Remarkably, Branton errors still appear in warrants today (at least occasionally), seventeen years after R. v. Branton was decided, likely because authorities still sometimes prepare warrants using an outmoded version of Form 5 (Criminal Code) that carries the error.
Peel Regional Police switched from the error-carrying Form 5 in March of 2017. Many other police services have yet to make the change and thus continue to draft warrants that are facially invalid. [FN]
[FN] Whether the Branton wording error can be severed from the warrant (thus curing the facial validity defect) remains an open question, in my opinion.
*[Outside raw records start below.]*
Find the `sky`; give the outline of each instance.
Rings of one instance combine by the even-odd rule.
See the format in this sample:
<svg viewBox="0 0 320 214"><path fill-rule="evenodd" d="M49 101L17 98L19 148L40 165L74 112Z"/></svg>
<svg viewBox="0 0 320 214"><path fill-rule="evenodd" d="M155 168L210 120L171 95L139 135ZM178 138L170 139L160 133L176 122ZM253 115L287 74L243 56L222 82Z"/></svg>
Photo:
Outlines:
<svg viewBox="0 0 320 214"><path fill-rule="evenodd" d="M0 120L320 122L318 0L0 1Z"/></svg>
As of the date of writing, there is no appellate decision that has dealt directly with that issue.
Information for search warrant
487 (1) A justice who is satisfied by information on oath in Form 1 that there are reasonable grounds to believe that there is in a building, receptacle or place
(a) anything on or in respect of which any offence against this Act or any other Act of Parliament has been or is suspected to have been committed, [Emphasis mine].
(b) anything that there are reasonable grounds to believe will afford evidence with respect to the commission of an offence, or will reveal the whereabouts of a person who is believed to have committed an offence, against this Act or any other Act of Parliament,
(c) anything that there are reasonable grounds to believe is intended to be used for the purpose of committing any offence against the person for which a person may be arrested without warrant, or
(c.1) any offence-related property,
may at any time issue a warrant authorizing a peace officer or a public officer who has been appointed or designated to administer or enforce a federal or provincial law and whose duties include the enforcement of this Act or any other Act of Parliament and who is named in the warrant
(d) to search the building, receptacle or place for any such thing and to seize it, and
(e) subject to any other Act of Parliament, to, as soon as practicable, bring the thing seized before, or make a report in respect thereof to, the justice or some other justice for the same territorial division in accordance with section 489.1.
487(3) A search warrant issued under this section may be in the form set out as Form 5 in Part XXVIII, varied to suit the case.